Do rzeczywistości przywrócił mnie krzyk mojej matki, była pobudliwa i nie tolerowała spóźnialstwa. Ja jednak byłam straszną niezdarą i zawsze spóźniałam się na przyjęcia, które organizowali rodzice. 
   -Już idę mamo. Proszę poczekaj jeszcze chwilę. - odłożyłam pamiętnik niejakiej Katherine i szybkim krokiem zeszłam po drewnianych schodach do kuchni, gdzie czekała na mnie moja mama. Ojca jak zwykle nie było w domu. Dla niego liczyła się tylko praca. - Wszystkiego najlepszego kochanie z okazji piętnastych urodzin. - Przytuliła mnie z całej siły i pocałowała w czółko, kompletnie zapomniałam o moich dzisiejszych urodzinach. Ale zaraz, zaraz dzisiaj piąty maja. Scarlett też ma dzisiaj urodziny, czy ja jestem..? Hah, nie bądź głupia Rose. - Pomyślałam. Jednak szybko wróciłam do rzeczywistości. Mama nie mogła czekać. - Dziękuję, za pamięć. Taty nie ma? Jak zwykle w sumie, głupio pytam. -odparłam z żalem w głosie, nie widywałam go praktycznie w ogóle, jak on wyglądał? Zarośnięty i przy kości? Nie, to przecież listonosz. Mój ojciec był elegancji, chodził w garniturze, był wysoki i zadbany. - Nie ważne, nie było pytania. Idę do szkoły, bo jeszcze się spóźnię. 

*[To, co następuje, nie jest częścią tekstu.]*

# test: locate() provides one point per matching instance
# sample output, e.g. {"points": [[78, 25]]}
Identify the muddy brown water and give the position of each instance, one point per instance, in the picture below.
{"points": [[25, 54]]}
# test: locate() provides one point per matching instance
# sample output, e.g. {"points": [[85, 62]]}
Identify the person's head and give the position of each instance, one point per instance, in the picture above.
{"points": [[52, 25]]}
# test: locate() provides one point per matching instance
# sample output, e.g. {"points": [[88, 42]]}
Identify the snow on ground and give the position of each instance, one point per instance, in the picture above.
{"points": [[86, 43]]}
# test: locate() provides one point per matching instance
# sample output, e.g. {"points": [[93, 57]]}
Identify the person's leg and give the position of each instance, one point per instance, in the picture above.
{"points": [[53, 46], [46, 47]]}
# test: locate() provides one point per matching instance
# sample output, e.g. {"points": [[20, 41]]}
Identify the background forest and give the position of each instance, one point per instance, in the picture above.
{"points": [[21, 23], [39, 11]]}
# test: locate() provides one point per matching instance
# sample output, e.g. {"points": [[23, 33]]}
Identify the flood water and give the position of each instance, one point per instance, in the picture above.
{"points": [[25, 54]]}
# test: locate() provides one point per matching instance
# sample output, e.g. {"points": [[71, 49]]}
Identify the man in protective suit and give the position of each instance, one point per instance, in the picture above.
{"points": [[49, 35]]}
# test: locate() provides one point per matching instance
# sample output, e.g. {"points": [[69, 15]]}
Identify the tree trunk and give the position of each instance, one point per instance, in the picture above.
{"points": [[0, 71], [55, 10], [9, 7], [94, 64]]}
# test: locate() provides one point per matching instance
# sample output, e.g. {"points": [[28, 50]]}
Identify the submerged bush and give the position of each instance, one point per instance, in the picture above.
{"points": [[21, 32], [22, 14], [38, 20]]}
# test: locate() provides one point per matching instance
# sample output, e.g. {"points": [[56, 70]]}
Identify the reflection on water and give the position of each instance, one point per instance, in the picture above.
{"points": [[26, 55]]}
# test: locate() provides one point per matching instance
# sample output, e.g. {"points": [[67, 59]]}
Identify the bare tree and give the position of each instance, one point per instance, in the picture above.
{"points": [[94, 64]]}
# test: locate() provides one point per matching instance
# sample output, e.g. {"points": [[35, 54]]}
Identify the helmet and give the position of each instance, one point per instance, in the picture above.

W drodze do szkoły strasznie zaczęła boleć mnie głowa. Czasem tak miałam, ale tym razem ból był dwa razy mocniejszy, nie do wytrzymania. Zamknęłam oczy, wzięłam głęboki oddech i zaczęłam odliczać od dziesięciu do zera. Nie pomogło, przed moimi oczami ukazał się pewien obraz, tak jakby sen na jawie. Jestem pewna, że każdy widok mogę zapomnieć, ale nie ten. Znak? Ale od kogo? Boga, zgłupiałam już do reszty, widzę zmarłych i w dzień powszedni myślę o Bogu. Próbowałam pozbyć się z pamięci widoku twarzy kobiety, która zabiła się na moich oczach. A ja wyławiałam ją z wody, później trzymałam jej dłoń. Udało mi się, jeszcze oddychała. Ale kiedy przyjechała karetka kobieta padła trupem. Cholera jasna. Nie zapomnę na długo jej twarzy, tego miejsca, tego co miała wtedy na sobie, jej oczu, tamtego pomostu i drogi do niego, tej tafli wody, drabiny, karetki i lekarzy, którzy wtedy przyjechali. Obudziłam się w szpitalu, poznałam jednego lekarza, był z mojej wizji, tylko nieco starszy. Czyżby to wszystko wydarzyło się naprawdę  Nie umiałam sobie tego wszystkiego racjonalnie wytłumaczyć.